Shaun White mischt die Snowboardwelt mit der «Snow League» auf. Die Alternative zum FIS Weltcup freut die Szene: Bei Whites Wettkämpfen verdienen die Fahrerinnen und Fahrer mehr und können erst noch mitbestimmen. Ganz im Geist der frühen Tage des Freestyle. Das Finale läuft noch bis Samstag in Laax.
SRF News: Warum braucht die Welt eine neue Serie von Halfpipe-Wettkämpfen?
Shaun White: Ich bin seit über 20 Jahren dabei und kenne die Besonderheiten und Schwierigkeiten des Sportlerdaseins bestens. Ich habe das Gefühl, ich kann die Athletinnen und Athleten wirklich vertreten.

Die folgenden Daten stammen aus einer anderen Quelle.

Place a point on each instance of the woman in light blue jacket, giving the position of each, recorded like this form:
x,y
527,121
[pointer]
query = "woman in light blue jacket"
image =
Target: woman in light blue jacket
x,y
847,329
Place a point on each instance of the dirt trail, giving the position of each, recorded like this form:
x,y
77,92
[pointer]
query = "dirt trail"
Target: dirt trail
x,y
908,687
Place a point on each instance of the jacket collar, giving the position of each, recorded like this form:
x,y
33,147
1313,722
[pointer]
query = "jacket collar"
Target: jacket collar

Snowboarderinnen und Snowboarder sagen, sie könnten bei der Gestaltung der Wettkämpfe mitbestimmen?
Ja, es ist wichtig, Feedback von den Aktiven zu bekommen. Ich möchte nicht, dass die ältere Generation der jüngeren vorschreibt, was sie zu tun hat. Ich möchte, dass wir das gemeinsam aufbauen.
Ihr habt eine Preisgeldsumme von 2.2 Millionen Dollar – das ist bei Freestyle-Wettbewerben beispiellos. Woher kommt dieses Geld?
Wir haben Sponsoren, und wir haben Investoren, sehr grosse Geldgeber, die etwa American-Football-Teams besitzen. Sie investieren in traditionelle Sportarten und jetzt auch in unseren Sport. Wir hoffen, das Preisgeld weiter zu erhöhen und zu wachsen, bis zu dem Punkt, an dem ich das Gefühl habe, unser Sport hat denselben Stellenwert wie traditionelle Sportarten.
Wie wichtig ist der finanzielle Anreiz für die Athletinnen und Athleten?
Das ist ein wichtiger Teil. Ich erinnere mich, wie ich zu Wettkämpfen nach Neuseeland gereist bin, und obwohl ich gewonnen hatte oder Zweiter wurde, konnte ich nicht einmal die Reisekosten decken. Deshalb wollen wir die Snow League so gestalten, dass das Preisgeld die Athleten so unterstützen kann, dass sie einfach Snowboarder sein können und keinen Nebenjob machen müssen. Wir versuchen wirklich, ihre Situation zu verbessern.
Es soll nicht nur ein ernster Wettkampf sein
Ich hatte grosses Glück, dass ich in meiner Sportart an Wettkämpfen teilnehmen und mich auch ausserhalb des Sports weiterentwickeln konnte. Ich bekam lukrative Werbeverträge, die meinen Lebensstil und meine Karriere finanzierten. Die Athleten aus den unteren Ligen hingegen hatten grosse Schwierigkeiten, über die Runden zu kommen. Das ist immer noch so.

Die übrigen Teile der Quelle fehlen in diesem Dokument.